Both USC and UCLA have kept mum about their plans, but the move has been reported by numerous outlets as effectively a done deal. Bay Area News Group had the first report about the reworking of the conference. It would certainly decimate the West Coast’s Pac-12, which has struggled in recent years but historically has been one of the elite conferences in college sports. Without two large schools in the nation’s No. 2 media market, the remaining roster would be headed by Oregon, Cal-Berkeley and Stanford in terms of national recognition.
A shift would also have significant media business ramifications. The Big Ten, which actually has 14 schools, is one of the biggest revenue-generators in college sports, especially in football. Its current media rights deal, worth $2.6 billion, is due to expire next year.

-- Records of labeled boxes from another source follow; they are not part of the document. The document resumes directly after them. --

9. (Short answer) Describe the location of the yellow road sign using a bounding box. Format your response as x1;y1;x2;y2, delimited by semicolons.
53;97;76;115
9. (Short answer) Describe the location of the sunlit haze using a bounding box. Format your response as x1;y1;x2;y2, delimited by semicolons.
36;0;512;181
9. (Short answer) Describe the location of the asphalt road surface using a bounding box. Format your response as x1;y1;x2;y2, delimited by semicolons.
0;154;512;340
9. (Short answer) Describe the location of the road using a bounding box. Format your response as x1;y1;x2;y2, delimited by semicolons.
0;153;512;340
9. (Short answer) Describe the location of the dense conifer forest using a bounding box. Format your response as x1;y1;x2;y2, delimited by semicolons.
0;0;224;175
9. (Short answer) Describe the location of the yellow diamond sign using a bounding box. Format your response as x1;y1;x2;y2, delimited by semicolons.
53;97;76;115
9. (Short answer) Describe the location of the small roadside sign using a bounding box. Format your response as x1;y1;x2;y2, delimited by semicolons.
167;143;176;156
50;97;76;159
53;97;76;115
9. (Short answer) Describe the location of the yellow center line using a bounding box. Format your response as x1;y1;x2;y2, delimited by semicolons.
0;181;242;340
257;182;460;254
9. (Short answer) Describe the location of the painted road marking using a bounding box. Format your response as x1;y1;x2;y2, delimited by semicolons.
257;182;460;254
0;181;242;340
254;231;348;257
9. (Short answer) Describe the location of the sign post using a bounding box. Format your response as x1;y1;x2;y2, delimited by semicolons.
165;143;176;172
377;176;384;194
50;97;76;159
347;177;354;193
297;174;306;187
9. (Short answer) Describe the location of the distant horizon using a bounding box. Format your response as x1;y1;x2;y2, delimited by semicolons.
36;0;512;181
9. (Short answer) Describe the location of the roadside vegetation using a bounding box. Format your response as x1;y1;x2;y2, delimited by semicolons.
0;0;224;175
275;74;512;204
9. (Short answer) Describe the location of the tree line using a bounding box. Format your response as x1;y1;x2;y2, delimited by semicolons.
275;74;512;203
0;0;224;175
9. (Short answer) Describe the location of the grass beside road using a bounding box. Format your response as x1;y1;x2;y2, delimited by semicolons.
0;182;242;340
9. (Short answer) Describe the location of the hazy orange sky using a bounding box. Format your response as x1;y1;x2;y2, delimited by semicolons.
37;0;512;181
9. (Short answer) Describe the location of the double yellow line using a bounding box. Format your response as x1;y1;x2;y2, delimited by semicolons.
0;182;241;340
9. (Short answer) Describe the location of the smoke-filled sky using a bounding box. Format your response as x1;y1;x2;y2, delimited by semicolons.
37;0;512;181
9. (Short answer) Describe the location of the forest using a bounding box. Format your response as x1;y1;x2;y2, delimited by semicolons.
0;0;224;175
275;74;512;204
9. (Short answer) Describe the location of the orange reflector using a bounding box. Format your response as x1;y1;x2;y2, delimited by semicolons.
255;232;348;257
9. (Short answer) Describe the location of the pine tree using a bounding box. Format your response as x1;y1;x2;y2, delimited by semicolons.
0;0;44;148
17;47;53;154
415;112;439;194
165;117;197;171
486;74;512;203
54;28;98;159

Fox and ESPN both currently air Big Ten football, but the conference has been in talks with a number of other outlets, including streaming giant Amazon
Fox extended its longtime relationship with the Big Ten last April. The media company is also a partner with the conference in the nationally distributed Big Ten Network. Conference officials have indicated they are talking with other parties, including Amazon, about rights for games not controlled by Fox.
While the USC-UCLA action could force a renegotiation of the deal, even at its current number of member schools, the Big Ten rights overall were expected to total $1 billion a year.
Unlike the Big Ten, the Atlantic Coast Conference and the Southeastern Conference, the Pac-12 did not create a national cable network with a media partner. Instead, it formed a centralized hub for a dozen regional networks, which are available nationally via pay-TV distributors like Dish, Charter and Fubo TV, but have generally found carriage to be lighter than rival conferences. In the high-stakes world of college football, the less revenue that comes in from TV, the less goes to member schools and, barring an influx from boosters or other sources, the less they have to plow into their football programs.
College conferences have been in a continuous state of flux as media rights deals have risen in value. Apart from the NFL, college football has been a beacon of hope (and a major source of ad revenue) for the traditional TV business. Texas and Oklahoma, mindful of the financial stakes, recently said they would leave the Big 12 for the SEC by 2025.